A possible explanation for the pervasive lack of employment of individuals with disabilities in the social agency community emerged for the author during another research project at the Workplace Center, this one designed to clarify the response of employers to individuals with disabilities. A focus group of HR specialists in competitive for-profit businesses was convened to determine their interest in hiring individuals with disabilities as part of their general search for diversity in the work force. They were all too happy to find qualified applicants with disabilities. A similar group of HR specialists in not-for-profit settings, hypothesized to engender even more interest in identifying candidates with disabilities, was convened. The not-for-profit HR managers retreated to a position of avoiding such hires, claiming that they were, “accountable to the public and other funders to maximize productivity and could not afford to hire individuals with disabilities who are likely to be less productive than other applicants.” Their prejudiced attitudes informed their discriminatory behavior. Somehow there is a disconnect between our professional values and our deeds.

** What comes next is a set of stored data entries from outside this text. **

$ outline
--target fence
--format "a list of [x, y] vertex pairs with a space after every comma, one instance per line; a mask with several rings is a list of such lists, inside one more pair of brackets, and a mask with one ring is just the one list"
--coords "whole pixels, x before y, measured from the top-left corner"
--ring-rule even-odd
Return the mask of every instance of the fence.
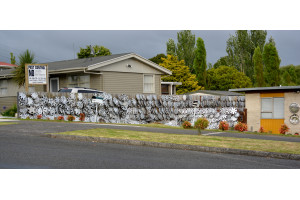
[[[92, 102], [100, 97], [103, 104]], [[230, 127], [245, 119], [244, 96], [192, 96], [192, 95], [125, 95], [74, 93], [18, 93], [18, 116], [22, 119], [55, 120], [69, 115], [85, 122], [145, 124], [159, 122], [180, 126], [184, 121], [208, 119], [208, 129], [217, 129], [220, 121]], [[62, 118], [60, 117], [60, 118]]]

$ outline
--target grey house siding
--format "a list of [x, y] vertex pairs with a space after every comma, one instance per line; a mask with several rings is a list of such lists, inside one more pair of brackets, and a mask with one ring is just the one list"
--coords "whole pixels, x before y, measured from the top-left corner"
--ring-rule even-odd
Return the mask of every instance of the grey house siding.
[[90, 88], [103, 91], [103, 78], [100, 74], [90, 75]]
[[103, 72], [103, 91], [112, 94], [141, 94], [143, 74]]
[[155, 75], [155, 94], [161, 95], [161, 75]]

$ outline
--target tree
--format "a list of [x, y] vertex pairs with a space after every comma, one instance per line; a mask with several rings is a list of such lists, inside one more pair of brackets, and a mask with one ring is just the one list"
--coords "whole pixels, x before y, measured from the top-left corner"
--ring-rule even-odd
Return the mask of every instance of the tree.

We might well ask why this is so and what can we do to change the situation. First, let us agree that the foregoing is not universally so. There are, of course, social workers with disabilities who are successfully employed and there are social agencies that actively recruit professionals whose experiences mirror the conditions and circumstances of their clients including individuals with disabilities. I am reminded of the blind student with a seeing eye dog who wanted to become a hospital social worker. It was not easy to find a willing department but she was finally accepted for a field placement. (Seeing eye dogs are allowed in all hospital settings by law.) Assigned to the oncology unit, the dog proved to be a “co-therapist.” Difficult dialogues proved easier when they could begin with a discussion of the dog and her service.
There are practical actions that can be taken. Individuals with disabilities can be specifically mentioned in an agency’s diversity statement. A social agency can model itself as a learning organization and invite individuals with disabilities to share their experiences so that staff can become more comfortable interacting with people of difference. An inventory of the physical environment of the agency can be undertaken, thereby spotlighting the needs of individuals with disabilities and providing a forum for discussion of their employment. Active recruitment can be undertaken by contacting workforce development organizations that are likely to serve job seekers with disabilities. Employees who become disabled can be encouraged to remain in employment. As the baby boomers among social workers age, we will have increasing call to provide accommodation at the workplace to maintain skilled professionals in their jobs. The issue can be discussed in staff meetings and suggestions solicited concerning achieving greater diversity among employees. We should and can do better.